Ne considérer la compensation pour cette part des émissions, non prise en compte aujourd’hui dans les calculs, serait pertinent. Du point de vue helvétique, cela pose également une question éthique importante: est-ce justifiable de financer des projets à l’étranger pour continuer à émettre des émissions en Suisse, sous prétexte que la réduction des gaz à effet de serre dans certains secteurs économiques est trop difficile à atteindre?

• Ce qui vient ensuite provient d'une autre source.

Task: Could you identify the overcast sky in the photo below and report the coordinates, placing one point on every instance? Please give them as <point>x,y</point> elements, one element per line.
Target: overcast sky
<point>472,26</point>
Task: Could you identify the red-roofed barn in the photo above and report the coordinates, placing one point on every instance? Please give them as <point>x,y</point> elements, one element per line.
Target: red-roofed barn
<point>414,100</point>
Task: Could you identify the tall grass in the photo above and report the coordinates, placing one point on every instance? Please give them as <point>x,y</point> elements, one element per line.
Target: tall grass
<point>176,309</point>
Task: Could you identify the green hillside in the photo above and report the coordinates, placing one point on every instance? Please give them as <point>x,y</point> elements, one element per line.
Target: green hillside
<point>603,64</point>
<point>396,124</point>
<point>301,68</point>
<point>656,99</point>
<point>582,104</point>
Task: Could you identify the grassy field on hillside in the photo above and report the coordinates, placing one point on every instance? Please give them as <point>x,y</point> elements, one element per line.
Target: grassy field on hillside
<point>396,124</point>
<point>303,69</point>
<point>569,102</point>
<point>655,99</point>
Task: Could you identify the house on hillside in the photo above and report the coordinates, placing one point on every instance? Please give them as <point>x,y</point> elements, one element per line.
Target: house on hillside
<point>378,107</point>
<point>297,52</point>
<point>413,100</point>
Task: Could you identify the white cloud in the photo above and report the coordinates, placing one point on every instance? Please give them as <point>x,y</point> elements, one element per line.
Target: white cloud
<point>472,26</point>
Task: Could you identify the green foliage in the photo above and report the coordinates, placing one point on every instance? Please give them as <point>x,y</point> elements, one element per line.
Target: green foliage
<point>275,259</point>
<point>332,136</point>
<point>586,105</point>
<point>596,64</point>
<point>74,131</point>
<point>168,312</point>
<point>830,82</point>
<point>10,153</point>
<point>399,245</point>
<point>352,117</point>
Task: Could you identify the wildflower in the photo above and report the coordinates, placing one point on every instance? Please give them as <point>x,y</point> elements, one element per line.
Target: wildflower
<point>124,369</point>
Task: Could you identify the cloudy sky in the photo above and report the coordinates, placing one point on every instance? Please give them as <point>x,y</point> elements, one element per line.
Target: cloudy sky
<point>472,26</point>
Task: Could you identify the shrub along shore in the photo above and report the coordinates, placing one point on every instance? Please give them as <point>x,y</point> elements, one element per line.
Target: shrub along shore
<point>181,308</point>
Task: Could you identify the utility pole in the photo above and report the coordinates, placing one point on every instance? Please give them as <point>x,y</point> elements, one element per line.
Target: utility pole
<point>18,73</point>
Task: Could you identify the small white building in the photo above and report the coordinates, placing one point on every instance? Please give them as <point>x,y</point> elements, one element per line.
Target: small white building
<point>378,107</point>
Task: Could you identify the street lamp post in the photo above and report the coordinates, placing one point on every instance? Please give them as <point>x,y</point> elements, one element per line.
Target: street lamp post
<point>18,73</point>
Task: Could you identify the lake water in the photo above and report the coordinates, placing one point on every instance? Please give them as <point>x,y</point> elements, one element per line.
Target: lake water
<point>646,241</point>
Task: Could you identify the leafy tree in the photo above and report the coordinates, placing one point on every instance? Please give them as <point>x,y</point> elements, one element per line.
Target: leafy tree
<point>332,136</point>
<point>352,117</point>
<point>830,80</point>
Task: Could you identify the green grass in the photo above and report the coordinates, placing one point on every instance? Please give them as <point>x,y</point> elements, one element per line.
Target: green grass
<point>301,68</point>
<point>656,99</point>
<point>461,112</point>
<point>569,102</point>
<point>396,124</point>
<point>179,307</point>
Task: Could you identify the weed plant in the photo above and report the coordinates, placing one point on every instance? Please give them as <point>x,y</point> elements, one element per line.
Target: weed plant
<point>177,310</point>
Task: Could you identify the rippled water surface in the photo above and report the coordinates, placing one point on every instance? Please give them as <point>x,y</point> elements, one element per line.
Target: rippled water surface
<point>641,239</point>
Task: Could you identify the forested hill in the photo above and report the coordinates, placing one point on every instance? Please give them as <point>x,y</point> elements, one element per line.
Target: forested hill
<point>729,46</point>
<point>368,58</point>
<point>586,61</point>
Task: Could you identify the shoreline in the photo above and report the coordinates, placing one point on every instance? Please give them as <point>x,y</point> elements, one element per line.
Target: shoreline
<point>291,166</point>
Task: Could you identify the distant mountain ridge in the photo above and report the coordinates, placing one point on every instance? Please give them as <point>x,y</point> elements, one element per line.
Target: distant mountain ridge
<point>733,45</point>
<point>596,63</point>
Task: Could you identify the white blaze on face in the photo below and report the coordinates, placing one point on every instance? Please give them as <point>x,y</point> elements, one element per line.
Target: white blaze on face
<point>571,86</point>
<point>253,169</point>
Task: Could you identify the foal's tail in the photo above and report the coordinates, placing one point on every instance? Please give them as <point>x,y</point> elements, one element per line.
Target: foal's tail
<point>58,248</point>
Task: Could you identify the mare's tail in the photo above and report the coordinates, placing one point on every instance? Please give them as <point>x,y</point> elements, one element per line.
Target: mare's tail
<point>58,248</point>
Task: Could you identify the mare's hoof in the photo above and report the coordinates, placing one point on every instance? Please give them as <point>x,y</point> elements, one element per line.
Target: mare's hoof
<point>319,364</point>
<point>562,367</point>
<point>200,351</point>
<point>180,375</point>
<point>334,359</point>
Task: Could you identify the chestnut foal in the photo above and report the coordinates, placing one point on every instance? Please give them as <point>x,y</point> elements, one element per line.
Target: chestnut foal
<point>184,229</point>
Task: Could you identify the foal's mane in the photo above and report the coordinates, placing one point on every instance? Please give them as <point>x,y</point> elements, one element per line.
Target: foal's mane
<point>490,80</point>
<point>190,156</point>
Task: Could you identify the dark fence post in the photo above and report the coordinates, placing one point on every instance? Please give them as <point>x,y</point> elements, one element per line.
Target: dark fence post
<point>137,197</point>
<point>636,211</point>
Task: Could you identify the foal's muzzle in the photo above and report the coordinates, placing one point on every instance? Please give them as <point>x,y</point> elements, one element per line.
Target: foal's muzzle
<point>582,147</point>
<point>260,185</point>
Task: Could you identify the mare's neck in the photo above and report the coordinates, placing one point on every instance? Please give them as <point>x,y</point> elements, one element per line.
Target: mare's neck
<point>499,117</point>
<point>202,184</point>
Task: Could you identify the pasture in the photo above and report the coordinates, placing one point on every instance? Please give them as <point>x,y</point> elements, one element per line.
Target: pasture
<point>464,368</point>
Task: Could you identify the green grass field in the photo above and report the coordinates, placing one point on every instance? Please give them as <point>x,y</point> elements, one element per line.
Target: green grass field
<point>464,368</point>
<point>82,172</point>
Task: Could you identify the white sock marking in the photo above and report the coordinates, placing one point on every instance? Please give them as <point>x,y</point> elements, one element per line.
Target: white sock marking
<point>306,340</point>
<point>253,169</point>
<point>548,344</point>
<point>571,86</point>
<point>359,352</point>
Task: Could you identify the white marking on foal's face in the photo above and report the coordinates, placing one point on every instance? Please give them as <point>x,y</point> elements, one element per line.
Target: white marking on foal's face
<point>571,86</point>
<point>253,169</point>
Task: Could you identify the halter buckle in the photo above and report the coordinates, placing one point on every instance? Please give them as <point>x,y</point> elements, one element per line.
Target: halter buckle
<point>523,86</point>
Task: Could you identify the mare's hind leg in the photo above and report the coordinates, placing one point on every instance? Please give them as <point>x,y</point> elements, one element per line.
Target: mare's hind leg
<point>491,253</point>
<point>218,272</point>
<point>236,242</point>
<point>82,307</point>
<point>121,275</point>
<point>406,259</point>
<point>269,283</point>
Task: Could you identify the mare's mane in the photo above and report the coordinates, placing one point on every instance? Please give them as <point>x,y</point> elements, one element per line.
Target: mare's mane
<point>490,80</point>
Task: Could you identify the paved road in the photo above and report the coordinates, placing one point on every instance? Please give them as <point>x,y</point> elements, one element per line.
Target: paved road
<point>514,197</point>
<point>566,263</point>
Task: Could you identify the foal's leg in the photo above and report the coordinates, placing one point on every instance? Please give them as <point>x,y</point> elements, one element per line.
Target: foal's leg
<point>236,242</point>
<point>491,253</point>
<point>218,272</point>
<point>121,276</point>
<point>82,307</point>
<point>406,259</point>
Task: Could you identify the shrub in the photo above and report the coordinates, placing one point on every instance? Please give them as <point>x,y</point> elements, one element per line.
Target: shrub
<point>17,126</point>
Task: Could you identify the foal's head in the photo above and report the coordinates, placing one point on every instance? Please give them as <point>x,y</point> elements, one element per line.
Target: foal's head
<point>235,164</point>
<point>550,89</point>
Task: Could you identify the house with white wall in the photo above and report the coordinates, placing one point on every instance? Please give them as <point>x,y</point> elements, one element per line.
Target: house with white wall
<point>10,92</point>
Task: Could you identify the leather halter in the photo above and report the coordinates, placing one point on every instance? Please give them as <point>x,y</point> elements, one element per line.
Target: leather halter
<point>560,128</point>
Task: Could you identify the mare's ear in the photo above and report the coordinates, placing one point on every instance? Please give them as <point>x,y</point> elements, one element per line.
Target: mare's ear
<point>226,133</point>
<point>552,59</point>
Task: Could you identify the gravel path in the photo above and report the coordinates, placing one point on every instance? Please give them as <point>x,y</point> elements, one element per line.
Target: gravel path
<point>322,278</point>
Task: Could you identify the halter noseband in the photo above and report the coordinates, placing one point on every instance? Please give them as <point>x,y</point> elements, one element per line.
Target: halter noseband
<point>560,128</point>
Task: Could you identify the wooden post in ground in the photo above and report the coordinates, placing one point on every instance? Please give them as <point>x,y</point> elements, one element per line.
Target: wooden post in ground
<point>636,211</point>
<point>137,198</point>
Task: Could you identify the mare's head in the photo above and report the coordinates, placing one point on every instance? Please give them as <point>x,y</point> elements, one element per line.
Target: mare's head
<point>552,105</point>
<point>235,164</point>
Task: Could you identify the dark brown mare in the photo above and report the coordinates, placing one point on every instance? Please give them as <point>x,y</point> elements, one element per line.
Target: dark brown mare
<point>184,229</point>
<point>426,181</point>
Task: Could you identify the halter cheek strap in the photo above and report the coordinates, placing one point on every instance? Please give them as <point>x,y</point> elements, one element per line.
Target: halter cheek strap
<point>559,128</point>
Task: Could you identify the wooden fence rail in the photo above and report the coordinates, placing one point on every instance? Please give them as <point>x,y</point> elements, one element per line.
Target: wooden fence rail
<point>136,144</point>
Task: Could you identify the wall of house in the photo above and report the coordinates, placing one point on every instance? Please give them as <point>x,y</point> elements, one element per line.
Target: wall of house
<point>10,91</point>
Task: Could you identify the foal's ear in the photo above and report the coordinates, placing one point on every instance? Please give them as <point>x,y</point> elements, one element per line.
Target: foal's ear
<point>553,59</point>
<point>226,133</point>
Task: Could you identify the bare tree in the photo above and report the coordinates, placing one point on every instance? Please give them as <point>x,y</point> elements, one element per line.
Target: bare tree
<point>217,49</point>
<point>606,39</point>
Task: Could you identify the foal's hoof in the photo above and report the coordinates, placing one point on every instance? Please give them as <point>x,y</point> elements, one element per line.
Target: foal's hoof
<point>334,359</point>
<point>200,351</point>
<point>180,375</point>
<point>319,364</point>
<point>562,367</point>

Un problème de définition scientifique

Enfin, le GIEC définit la neutralité carbone comme un équilibre émissions-puits, entre les émissions anthropiques (d’origine humaine) et les puits de carbone biologiques ou technologiques (capture). Soustraire les crédits carbone achetés aux émissions pour atteindre le zéro est contraire à cette définition. La France par exemple, vise la neutralité carbone exclusivement sur son sol, en doublant notamment les puits de carbone (forêts, sols…).

Financer des projets de fours efficients, d’énergies renouvelables, des programmes de rénovation énergétique ou de biogaz, ou encore le déploiement de véhicules électriques dans des pays en développement est nécessaire. Mais cela devrait davantage compter comme de la finance climatique, plutôt que comme réduction des émissions à l’étranger pour le compte de la Suisse. Cette position décrédibilise notre pays, alors qu’il pourrait jouer un rôle pionnier au niveau mondial dans la transition écologique.